A few months ago, I’d been so pumped about the new Final Fantasy game coming out; I’ve rewatched some of the trailers so many times that I could probably quote them line by line. There was a huge nostalgia factor in my excitement for the game, since I’d been waiting for the game’s release for a good 10 years. (Yes, I waited over half my lifetime for a video game.)
So when winter break started, and I finally got the opportunity to just sit down in front of my TV at home to play Final Fantasy XV, you bet I did. I logged in a good dozen hours or so over a few days. However, my interest kind of just fizzled out after those first few days. Between sessions of gameplay, I found myself browsing through Final Fantasy forums and videos.
I couldn’t stop myself from reading through and watching other people’s experiences with the game. Before I knew it, I was probably spending more hours doing that than actually playing the game myself.
It was the same trap that I’ve gotten caught in with so many other mediums out there. One big example is TV shows. In the past few years, it’s actually become difficult for me to binge watch anything anymore. For example, if I’m catching up on a super hyped-up series, I like to pretend I’m experiencing the episodes live like past viewers. I’ll even pause in the middle of an intense Game of Thrones scene to see what other people’s reactions were at the time. (Yes, I did this with the Red Wedding.)
This unfortunate habit even applies to the other end of the genre spectrum. When I’m watching an episode of Teen Wolf, and there’s one of those “oh God yesss YESSS they’re finally getting together” scenes, I can very easily pause right at that moment and just lose myself in some fanfiction based off the same scene for a few hours.
In this case, though, instead of show discussion forums I would just browse Final Fantasy-related material for ages on my laptop while having the game open on my TV right in front of me. Something like that would never have happened to me as a kid.
I spent eight consecutive hours playing MapleStory once, and I wouldn’t have batted an eye at doing the same with a Final Fantasy game. Nonetheless, nowadays it’s a struggle to even get eight hours of gameplay in over multiple days. My attention span just isn’t cut out for the grandiose but slow burn of console games anymore. That’s why I actually ended up playing a different game more than Final Fantasy XV over break, the also newly released 3DS Pokémon games.
Just like Final Fantasy XV, for me Pokémon Moon had a big nostalgia factor hyping it up.
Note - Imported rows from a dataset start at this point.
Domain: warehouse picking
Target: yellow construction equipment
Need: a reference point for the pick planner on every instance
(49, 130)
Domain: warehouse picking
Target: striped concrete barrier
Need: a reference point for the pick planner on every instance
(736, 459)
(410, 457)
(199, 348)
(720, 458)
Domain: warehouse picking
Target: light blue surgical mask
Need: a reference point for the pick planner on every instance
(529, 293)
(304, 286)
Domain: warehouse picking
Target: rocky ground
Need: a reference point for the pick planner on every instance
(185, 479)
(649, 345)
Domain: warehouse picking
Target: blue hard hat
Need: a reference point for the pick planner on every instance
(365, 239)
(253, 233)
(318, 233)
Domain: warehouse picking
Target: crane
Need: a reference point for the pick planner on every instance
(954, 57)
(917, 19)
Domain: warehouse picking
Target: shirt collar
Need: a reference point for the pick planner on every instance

More importantly, there was one big advantage the game had going for it over Final Fantasy XV, its simplicity.
It was a lot simpler than Final Fantasy XV in many ways. There wasn’t much of a story to it, there was barely any danger of dying in-game and the 3DS system itself was something I could just carry around anywhere in the house. Pokémon Moon was something I could casually open up and close at any time.
Of course, because I’ve started to appreciate keeping things simple, that also meant I favored Pokémon Moon because it is so easy to cheat in a 3DS game as opposed to a PS4 game.
If I had to sum it up, my priorities in life have just changed as I’ve grown older. A good example to showcase this is my experiences with a virtual pet raising site called Neopets. I’ve basically been on and off this site since the third grade. It’s notorious for having ban-happy moderators and admins who seemingly want to reduce the user base for trivial things.
In the old days, I would get banned from Neopets because I called another user’s mother fat. Nowadays, I get banned for installing web browser scripts to become a ‘Neomillionaire’ in a day.
Anyway, a few hours into Pokémon Moon, I’d already hacked myself a full team of rare and overpowered Pokémon. It’s not that easy with Final Fantasy XV; The hacking process would take me a lot longer, and I’d probably mess up somewhere along the way.
After all this reflection about the new ways I like to experience my favorite games to play, I’ve realized that I’ve made a pretty major life decision the same way. I’ve basically wanted to be a surgeon my whole life because of the career’s general prestige and salary, so I was thrilled to enroll at Hopkins as a pre-med.
I’ve realized now that you can be successful and start making plenty of cash with a job right after graduation. It’s like hacking the game of life but totally legal. Being the person I am now, I’d take that shortcut over the long way without any hesitation.